Full Extraction Pipeline¶
| Extractor | Model | Time | Confidence |
|---|---|---|---|
| Audio (GPU) | Whisper large-v3 | 11 min 47 sec | 0.93 |
| Vision (GPU) | CLIP ViT-B/32 + YOLOv8 | 18.7 sec | 0.84 |
| NLP (CPU) | DistilBERT + spaCy | 2.6 sec | 0.78 |
| Media processor | FFmpeg | <1 sec | 1.00 |
| Total | ~13 min |
Down from 90–120 minutes on CPU. A 7–9x improvement.
Architecture¶
Application VMs (192.168.12.x) GPU Server (192.168.22.x)
VM1 (Database) AI Server
+-----------------+ +------------------------+
| PostgreSQL | | audio-extraction (GPU) |
| Redis |<---- network ----> | vision-extraction (GPU)|
| MinIO / Kafka | | NVIDIA RTX 5060 |
+--------+--------+ +-----------+------------+
| |
VM2 (Services) |
+--------+--------+ |
| orchestrator --+---- HTTP extraction calls ------+
| api-gateway |
| auth, content |
| audio (CPU) | <- fallback, still running
| vision (CPU) | <- fallback, still running
| nlp (CPU) | <- stays here (no GPU benefit)
+-----------------+
Technology Stack¶
| Layer | Technology |
|---|---|
| GPU Hardware | NVIDIA GeForce RTX 5060 (8 GB VRAM, Blackwell sm_120) |
| NVIDIA Driver | 595.71.05 |
| CUDA | 13.2 (driver) / 12.8 (PyTorch wheels) |
| Container Runtime | Docker 29.4.3 + nvidia-container-toolkit |
| Base Image | nvidia/cuda:12.6.3-runtime-ubuntu22.04 |
| Audio Inference | faster-whisper (CTranslate2), Whisper large-v3, float16 |
| Vision Inference | PyTorch 2.11.0+cu128, CLIP ViT-B/32, YOLOv8, EasyOCR |
| NLP (CPU) | spaCy, DistilBERT, Hugging Face Transformers |
| Task Queue | Bull + Redis (VRAM-aware job serialization) |
| Orchestration | Docker Compose with GPU device reservations |
| Media Processing | FFmpeg (frame/audio extraction) |
Skills Demonstrated¶
- NVIDIA driver and container toolkit setup on bare-metal Ubuntu
- CUDA architecture debugging — diagnosing silent sm_120/Blackwell kernel fallback in PyTorch
- GPU-accelerated Docker builds — CUDA runtime base images, model pre-baking, device reservations
- VRAM budgeting — profiling and resolving memory conflicts across multiple GPU workloads on 8 GB
- PyTorch CUDA wheel management — matching cu124/cu128 to GPU compute capability
- Production GPU benchmarking — end-to-end measurement through full pipeline, not just model inference
- Zero-downtime rolling migration — cross-subnet GPU deployment with instant CPU fallback
- Pragmatic GPU decisions — identifying which services benefit from GPU and which don't (NLP stays on CPU)
Key Takeaways¶
-
Match CUDA wheels to GPU architecture.
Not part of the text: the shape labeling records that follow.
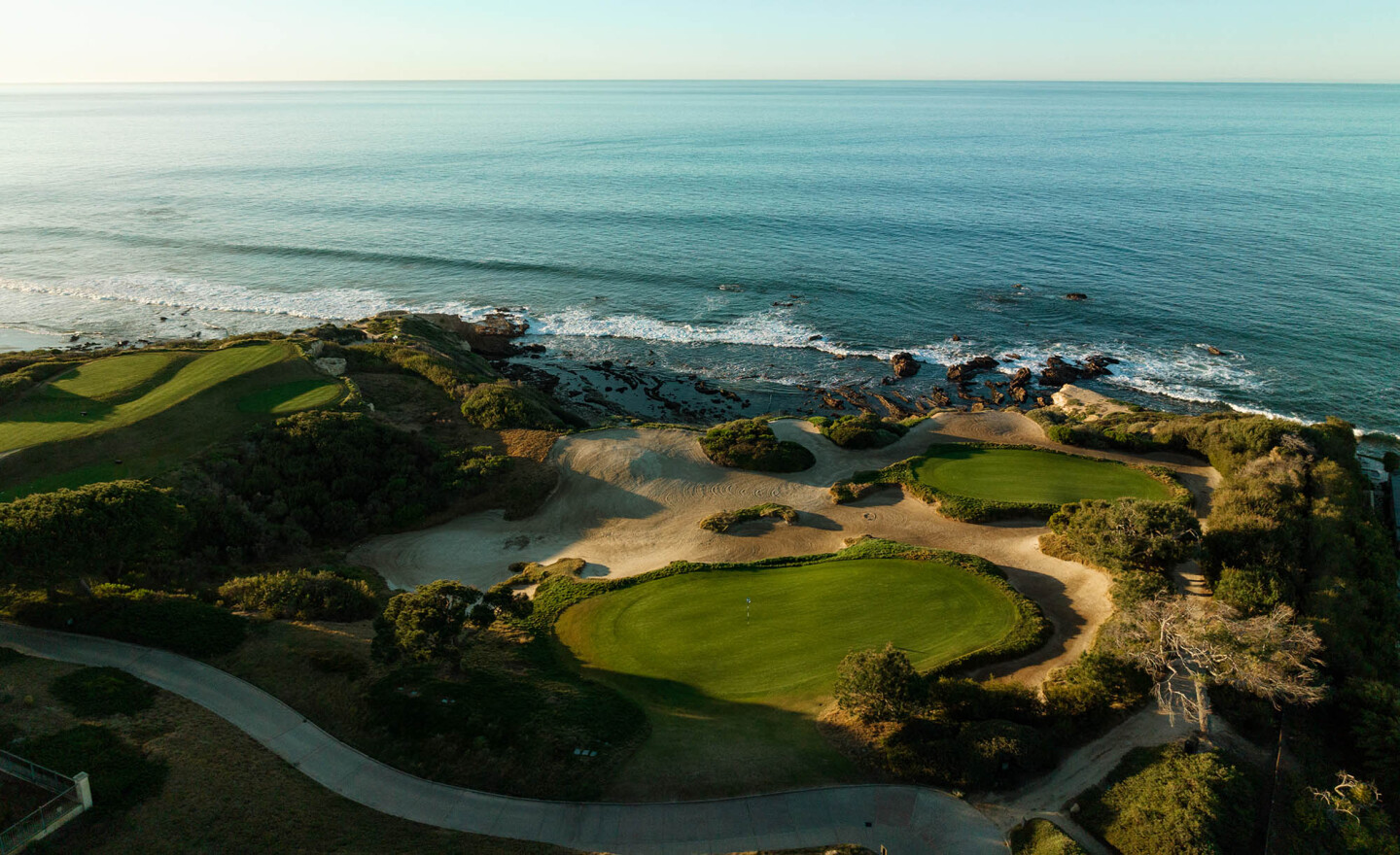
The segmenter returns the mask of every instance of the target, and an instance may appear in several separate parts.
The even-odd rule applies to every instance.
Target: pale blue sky
[[[1400,0],[17,0],[0,81],[1400,81]]]

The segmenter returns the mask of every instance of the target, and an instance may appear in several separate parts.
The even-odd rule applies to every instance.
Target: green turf
[[[244,413],[273,413],[284,416],[315,407],[326,407],[344,395],[340,383],[322,378],[307,378],[270,386],[244,397],[238,409]]]
[[[651,736],[610,793],[629,799],[858,779],[813,725],[847,652],[893,641],[927,669],[1015,626],[991,579],[862,558],[644,582],[581,602],[556,631],[589,676],[647,709]]]
[[[98,360],[0,409],[0,452],[126,427],[294,354],[290,344],[280,341],[227,347],[181,364],[164,382],[155,383],[147,381],[174,367],[174,361],[157,361],[165,354]]]
[[[1065,504],[1085,498],[1168,501],[1172,490],[1131,466],[1023,448],[934,446],[916,463],[920,481],[986,501]]]

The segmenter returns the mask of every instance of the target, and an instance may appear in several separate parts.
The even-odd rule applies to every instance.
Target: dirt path
[[[1107,578],[1079,564],[1043,556],[1033,522],[970,525],[939,516],[897,488],[860,502],[836,505],[827,487],[862,469],[879,469],[924,451],[930,442],[991,441],[1061,448],[1096,458],[1142,460],[1113,452],[1067,449],[1046,441],[1040,427],[1016,413],[942,413],[889,448],[851,452],[837,448],[806,421],[773,423],[783,439],[809,448],[816,465],[795,474],[766,474],[715,466],[694,432],[610,430],[560,439],[550,459],[560,469],[554,495],[529,519],[507,522],[500,511],[473,514],[444,525],[378,537],[351,560],[378,570],[398,588],[434,579],[459,579],[487,588],[510,575],[514,561],[549,563],[573,557],[587,575],[624,577],[675,560],[752,561],[777,556],[829,553],[861,535],[972,553],[1007,571],[1018,591],[1035,599],[1054,624],[1051,641],[1036,653],[994,669],[1039,683],[1078,656],[1107,617]],[[1208,467],[1180,458],[1152,458],[1208,494]],[[760,502],[797,508],[799,525],[749,523],[727,535],[700,529],[718,511]]]

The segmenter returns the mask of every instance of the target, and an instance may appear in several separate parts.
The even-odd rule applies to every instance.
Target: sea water
[[[721,382],[1106,353],[1400,434],[1400,87],[0,87],[0,343],[490,306]]]

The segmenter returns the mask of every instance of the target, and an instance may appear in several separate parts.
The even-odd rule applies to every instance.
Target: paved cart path
[[[935,789],[855,785],[704,802],[540,802],[434,784],[329,736],[266,691],[216,667],[134,644],[0,623],[0,645],[119,667],[227,719],[302,774],[374,810],[428,826],[620,855],[862,844],[890,855],[1005,855],[995,823]]]

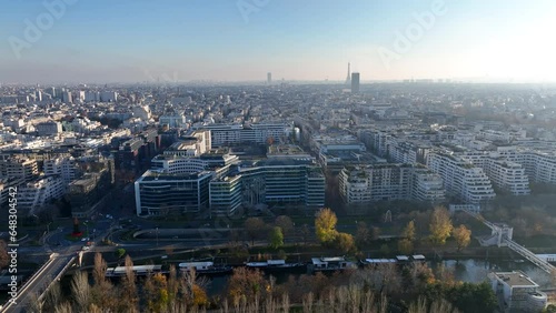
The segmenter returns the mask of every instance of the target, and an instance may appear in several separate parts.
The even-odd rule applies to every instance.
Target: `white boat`
[[[246,262],[245,265],[249,269],[259,269],[265,271],[271,270],[292,270],[305,266],[304,263],[286,263],[286,260],[267,260],[265,262]]]
[[[344,256],[312,258],[311,269],[312,271],[341,271],[347,269],[357,269],[357,264],[351,261],[347,261]]]
[[[231,266],[228,265],[215,265],[212,261],[205,262],[182,262],[178,264],[178,267],[182,272],[189,272],[195,269],[198,274],[224,274],[231,272]]]

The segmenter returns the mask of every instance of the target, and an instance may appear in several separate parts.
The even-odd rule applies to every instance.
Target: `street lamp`
[[[157,246],[158,246],[158,228],[157,228]]]
[[[87,222],[83,223],[83,225],[86,226],[87,229],[87,236],[89,236],[89,224],[87,224]]]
RTX 5060 (Blackwell, sm_120) needs PyTorch cu128. cu124 loads models but silently falls back. Always verify with
torch.cuda.get_device_capability(). -
VRAM is the bottleneck, not compute. 8 GB is tight. Serialize heavy jobs via a task queue to prevent OOM. Profile actual VRAM usage with
nvidia-smiunder load. -
Not everything benefits from GPU. NLP at our scale uses 0.13% CPU. Vision's OpenCV pipeline is CPU-bound. Only move what actually bottlenecks on tensor computation.
-
Rolling migration beats big-bang. Deploy GPU alongside CPU, switch one service at a time. Rollback is a 1-minute config change.
-
Pre-bake models in Docker images. Avoids 3+ minute cold starts from model downloads on first container start.
This migration was executed on production enterprise infrastructure, processing real media content for broadcast operations.